We want to provide a basic understanding for those wondering what big data is. Information has been one of the most valuable resources throughout history. Data is a collection of raw, meaningless, and disorganized information. This assumption has become even more important in our age, which is rapidly digitalizing and producing large amounts of data. In this context, the concept of “Big Data”, according to experts, arouses interest in the sense that it reveals highly probable results regarding future events in the real world (1).
While big data can be called “a body of structured, semi-structured and unstructured data produced with high volume, speed, and diversity” (2), big data analytics is basically the process of evaluating large and diverse data sets frequently used by traditional business intelligence and analytical programs. The information evaluated during this time may include social media content, logs, or a mix of unstructured data such as clickstream data made on the internet.
How is Big Data Processed?
When we look at the techniques used in big data analytics, we see that methods such as data mining, machine learning, artificial learning, statistics, and natural language processing are used. Data analysis tools are generally used by analysts, researchers, and engineers to access business data efficiently by companies. The complex process of big data analytics often involves complex applications that include elements such as statistical algorithms and, if available, analysis and predictive models driven by high-power computing systems, high-performance analytical systems, and specialized software.
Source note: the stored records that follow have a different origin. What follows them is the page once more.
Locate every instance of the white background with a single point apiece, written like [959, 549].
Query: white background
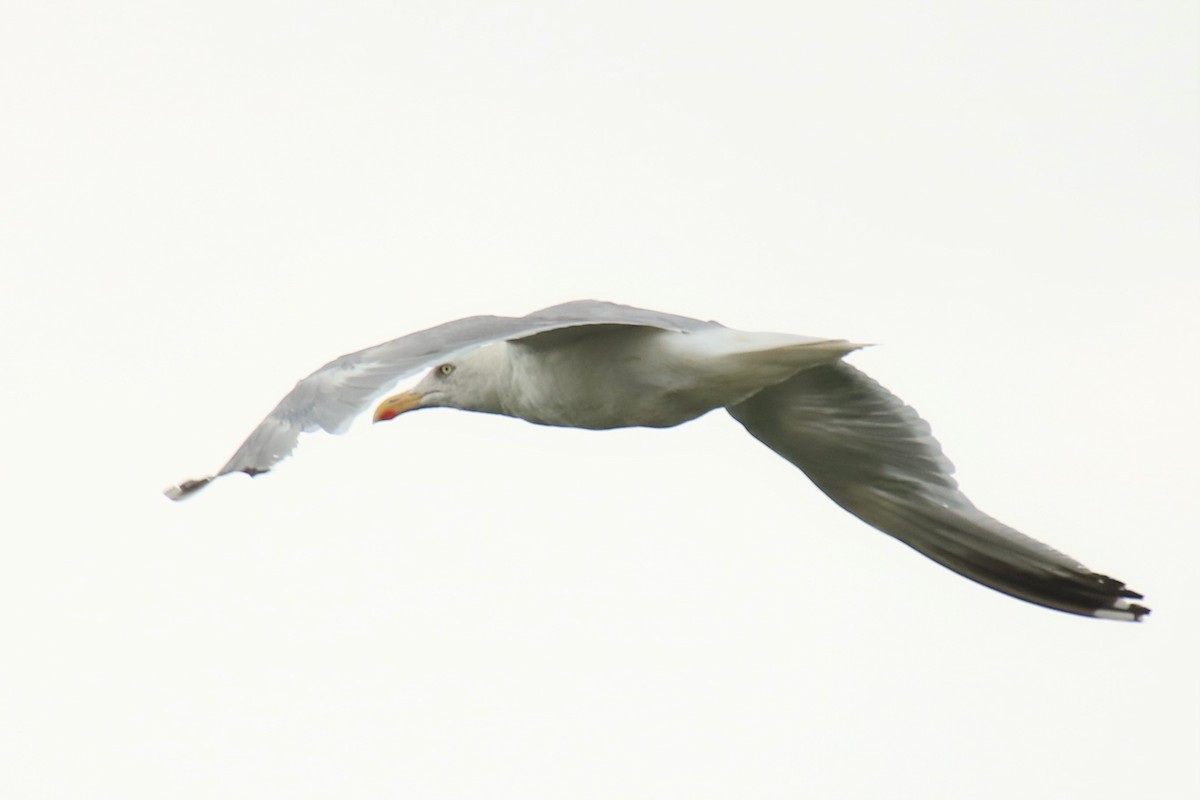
[204, 202]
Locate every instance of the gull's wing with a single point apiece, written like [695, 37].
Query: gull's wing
[335, 395]
[875, 457]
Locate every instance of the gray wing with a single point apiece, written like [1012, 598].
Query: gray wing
[335, 395]
[875, 457]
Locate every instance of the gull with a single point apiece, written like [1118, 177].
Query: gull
[599, 365]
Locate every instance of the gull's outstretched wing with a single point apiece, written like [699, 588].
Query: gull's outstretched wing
[335, 395]
[875, 457]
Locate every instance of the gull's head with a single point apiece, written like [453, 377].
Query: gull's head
[466, 383]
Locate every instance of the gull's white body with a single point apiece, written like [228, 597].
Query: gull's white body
[595, 365]
[619, 377]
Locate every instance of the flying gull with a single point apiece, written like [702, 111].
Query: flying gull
[599, 365]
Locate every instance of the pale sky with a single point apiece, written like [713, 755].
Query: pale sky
[205, 202]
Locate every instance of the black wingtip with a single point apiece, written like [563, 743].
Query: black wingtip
[187, 488]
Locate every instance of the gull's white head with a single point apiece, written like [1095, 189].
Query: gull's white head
[467, 383]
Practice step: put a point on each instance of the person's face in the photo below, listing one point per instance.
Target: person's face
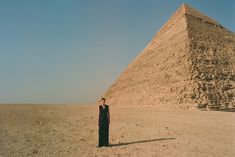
(102, 102)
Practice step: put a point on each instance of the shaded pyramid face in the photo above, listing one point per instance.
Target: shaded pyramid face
(189, 64)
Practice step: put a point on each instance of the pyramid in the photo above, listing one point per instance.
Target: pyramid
(189, 64)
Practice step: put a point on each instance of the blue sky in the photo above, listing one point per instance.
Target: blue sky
(71, 51)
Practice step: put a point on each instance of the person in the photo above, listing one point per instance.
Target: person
(103, 123)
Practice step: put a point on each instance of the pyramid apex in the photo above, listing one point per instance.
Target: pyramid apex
(188, 10)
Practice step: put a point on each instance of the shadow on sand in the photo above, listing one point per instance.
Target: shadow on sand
(142, 141)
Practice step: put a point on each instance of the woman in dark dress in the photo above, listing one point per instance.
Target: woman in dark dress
(103, 122)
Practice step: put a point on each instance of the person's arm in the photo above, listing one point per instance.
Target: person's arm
(108, 115)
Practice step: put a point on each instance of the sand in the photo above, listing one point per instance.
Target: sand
(71, 130)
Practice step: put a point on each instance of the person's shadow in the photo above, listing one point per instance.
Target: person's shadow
(141, 141)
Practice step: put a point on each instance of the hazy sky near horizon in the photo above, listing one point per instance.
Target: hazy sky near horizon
(71, 51)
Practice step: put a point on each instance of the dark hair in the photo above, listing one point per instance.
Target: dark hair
(102, 99)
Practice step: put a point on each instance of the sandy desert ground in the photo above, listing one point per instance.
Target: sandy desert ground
(71, 130)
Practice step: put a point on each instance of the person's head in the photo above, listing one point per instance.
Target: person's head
(102, 101)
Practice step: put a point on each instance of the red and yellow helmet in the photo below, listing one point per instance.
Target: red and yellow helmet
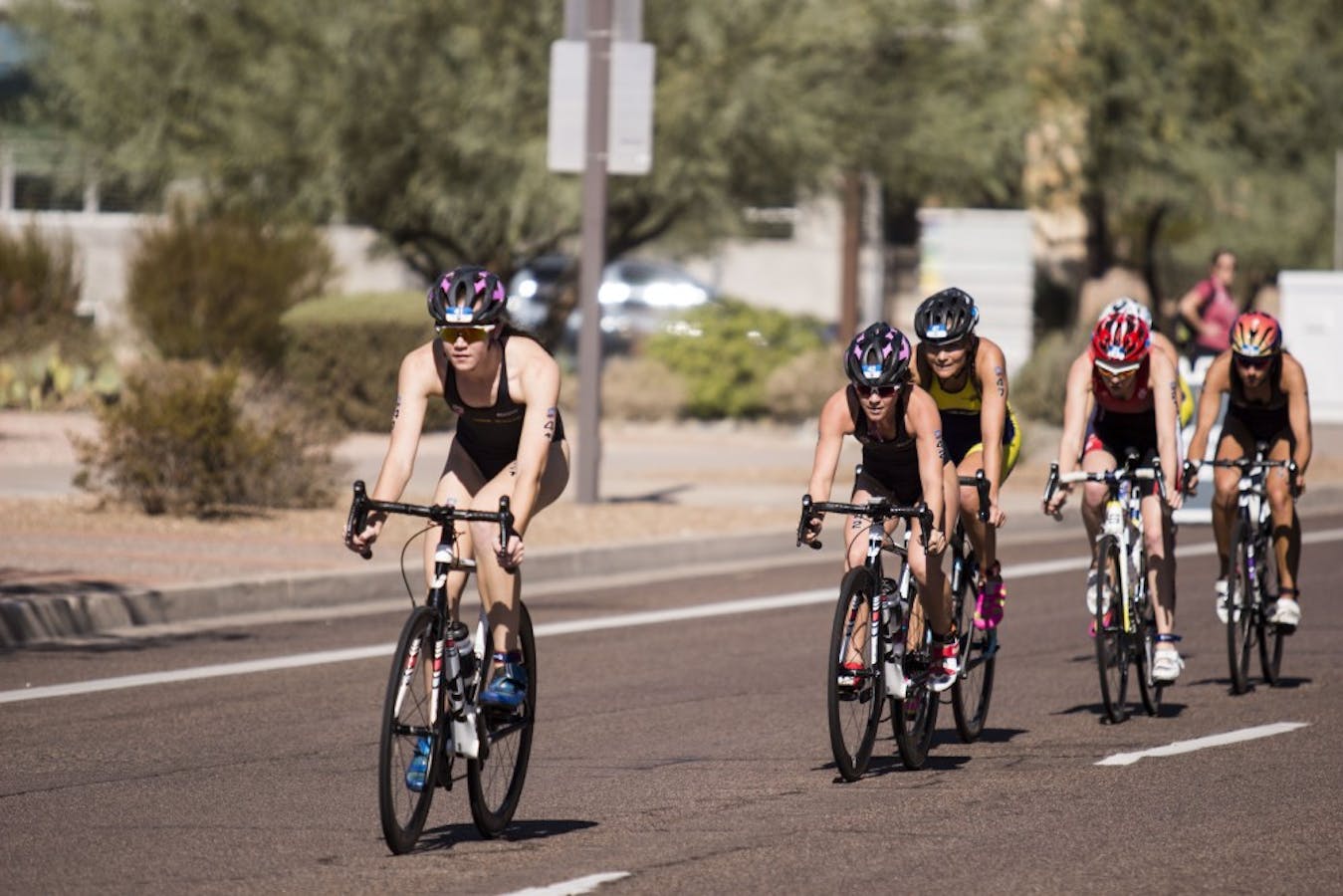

Another purpose of using Big Data analytics is to discover relevant information (consumer preferences, market trends, unknown correlations) that can help a business or institution make informed decisions. Once done, it can enable a company to increase operational efficiency, improve customer service, develop and implement more effective marketing strategies, find new revenue opportunities, and gain a greater competitive advantage over competitors.
Using Data Analysis in Cyber Security
For a long time, small & medium-sized businesses (SMBs) were considered an unlikely target for sophisticated cyber attacks. But now, both the place of SMEs in supply processes and their weight in economic activities have made them the target of cyber attacks. In short, company size or smallness no longer matters for attacks.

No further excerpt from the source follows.